Everyone’s talking about curation these days, and who better to talk curation than librarians? We’re all about sorting through information avalanches.
Enter Scoop.it, an easy way to build attractive, annotated, librarian-approved webpages of online resources for your students.
Scoop.it lets you
- choose and edit Scoop.it search streams, focusing on the social web (Twitter, You Tube, Google Blogs, etc.)

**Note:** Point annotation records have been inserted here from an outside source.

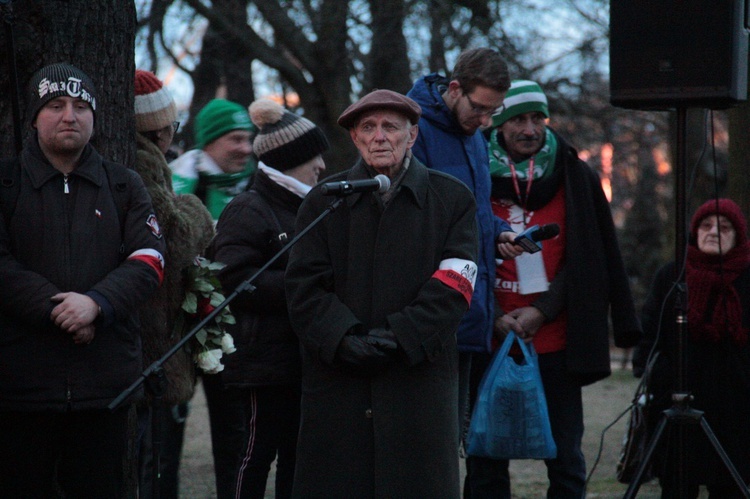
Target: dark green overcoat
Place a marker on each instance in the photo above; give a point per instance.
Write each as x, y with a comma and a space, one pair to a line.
393, 434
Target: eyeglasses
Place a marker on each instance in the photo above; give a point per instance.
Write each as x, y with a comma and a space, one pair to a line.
480, 110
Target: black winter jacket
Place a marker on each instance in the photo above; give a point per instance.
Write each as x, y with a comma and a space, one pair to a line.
250, 231
57, 242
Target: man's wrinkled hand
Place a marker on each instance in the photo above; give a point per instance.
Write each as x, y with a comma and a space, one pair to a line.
74, 311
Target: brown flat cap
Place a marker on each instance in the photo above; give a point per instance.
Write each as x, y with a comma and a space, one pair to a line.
381, 99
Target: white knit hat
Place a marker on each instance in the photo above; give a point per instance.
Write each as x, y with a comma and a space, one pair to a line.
154, 105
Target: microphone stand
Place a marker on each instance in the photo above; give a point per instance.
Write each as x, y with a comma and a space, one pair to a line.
154, 377
681, 413
9, 20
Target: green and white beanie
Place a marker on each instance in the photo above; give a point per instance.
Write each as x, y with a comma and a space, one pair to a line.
219, 117
524, 96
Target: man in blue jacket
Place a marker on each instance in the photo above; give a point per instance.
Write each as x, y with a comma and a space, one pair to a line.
453, 111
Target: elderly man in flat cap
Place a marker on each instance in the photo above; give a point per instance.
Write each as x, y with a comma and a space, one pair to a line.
376, 291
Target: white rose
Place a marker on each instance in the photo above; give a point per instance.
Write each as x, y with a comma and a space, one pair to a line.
210, 361
227, 343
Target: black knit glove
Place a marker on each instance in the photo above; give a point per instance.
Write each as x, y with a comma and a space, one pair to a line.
367, 353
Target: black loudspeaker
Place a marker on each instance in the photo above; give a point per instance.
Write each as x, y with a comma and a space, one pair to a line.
678, 53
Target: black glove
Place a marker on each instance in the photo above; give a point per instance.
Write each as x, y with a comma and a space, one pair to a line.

- log in using Twitter and FB, helping you find community instantly
- post selections to blogs and social media
- annotate selections
- select images to accompany entries
- comment and contribute to Scoop.it topics
- harvest sites outside of Scoop.it search streams with their handy bookmarklet
- subscribe to appropriate RSS feeds to update your page
- discover new sites, and include the ones you know are good
- use Scoop.it goodies like slide show embeds
I made a Scoop.it this morning about Children’s Book Awards. Using their search discovery feature produced a mess of stuff I couldn’t use (surprise).
However, it did turn up a fantastic Lib Guide from Huntington College gathering the awards I had in mind when I typed in my keywords. I used my knowledge to determine that Huntington’s list was excellent, and turned it into an attractive, annotated web page.
The page I made this morning was a quick response, but the program allows you to search topics over time, allowing you to build precise lists slowly.
I want to tag my Scoop.it, but can’t figure out how. I couldn’t tweak the title of my Scoop.it after the initial christening. I want to embed the whole page on a website instead of just the (awesome) slide show goodie, below.